我两股战战,几欲先走,他强行把我的头按住,开始穿针引线。

在一片鬼哭狼嚎的声音中,他完成了惨无人道的表演。然后叫了一个护士MM进来:“你帮他包扎一下。”然后又转头对我说:“你可能有轻微脑振荡,需要住院观察一段时间。”

她戴着小白帽,穿着白大褂,清清秀秀的脸上盈着浅浅的笑意,算是一个美女,不过比我的可可就差了点。

是美女我的头就不那么痛了。

其实,我的伤不重,她却拿来一大卷绷带把我的头裹得严严实实,完了还拿出一面小镜子,让我照照,于是我就看到一个特大号的粽子。

“今天是不是端午节?”我问。

“不是啊,怎么了?”护士MM很奇怪的看着我。

“那你包那么大个粽子干嘛?”

“嘻嘻,那你说应该怎么包啊?”

“你能不能……这个……把我缠得漂亮一点?”

护士MM抿着嘴忍住笑:“不行!我们得为病人负责。”

我义正辞严地说:“这样让我怎么出去见人啊!要毁灭一个人,最好的办法就是打击他的自尊。你知道你在做什么吗?”
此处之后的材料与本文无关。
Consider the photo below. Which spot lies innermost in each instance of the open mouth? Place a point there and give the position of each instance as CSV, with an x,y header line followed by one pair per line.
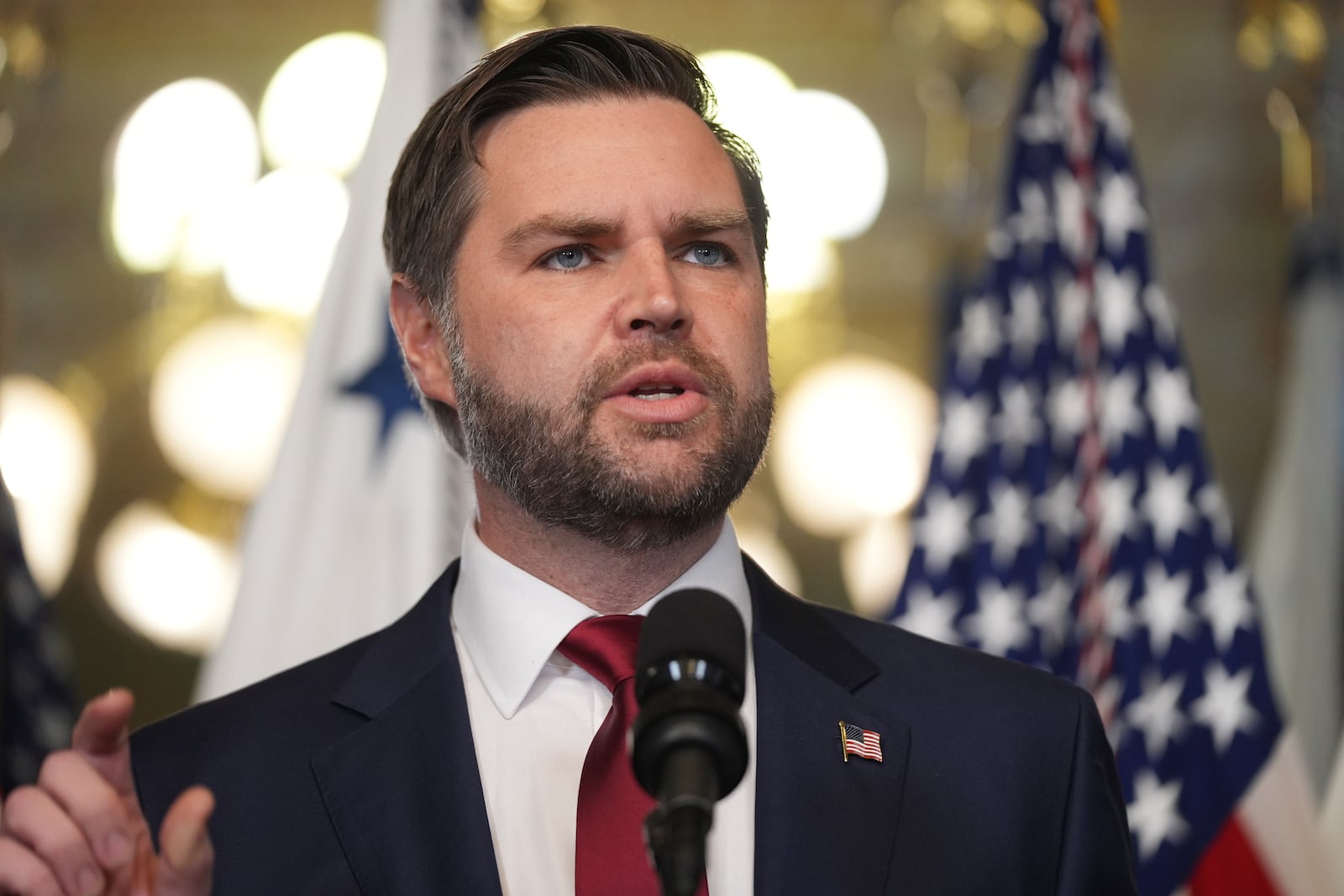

护士MM咯咯地笑:“油嘴滑舌。”然后开始解我的带子。

纱布扯动着伤口,钻心的痛。我暗暗的替自己打气:“美丽是要付出代价的。”

“好了!”护士MM拍拍手,对着我的脑袋左瞅瞅,右瞅瞅,像是在欣赏一件精美的手工艺品。

忽然,她凑在我的耳边轻声地说:“你千万不要告诉护士长,要不然我要挨骂了。”

我伸出两个指头,庄严地说:“我发誓,不论生老病死,不论贫穷富贵,我都愿意替你保守秘密,直到永远。咦,你叫什么名字?”

护士MM“咯咯”笑出声来:“好啦,好啦,想问我名字你就直说嘛,兜那么大圈子。我叫张丽,你叫我小丽就好了。”

被人拆穿了心事,我的脸就红了起来。

“他怎么样啊?”我顾左右而言他。

“他呀,可能是中暑,没事的。”

“好了,我要走了,你好好休息,待会儿我再来看你。”小丽走到门口,忽然回头嫣然一笑。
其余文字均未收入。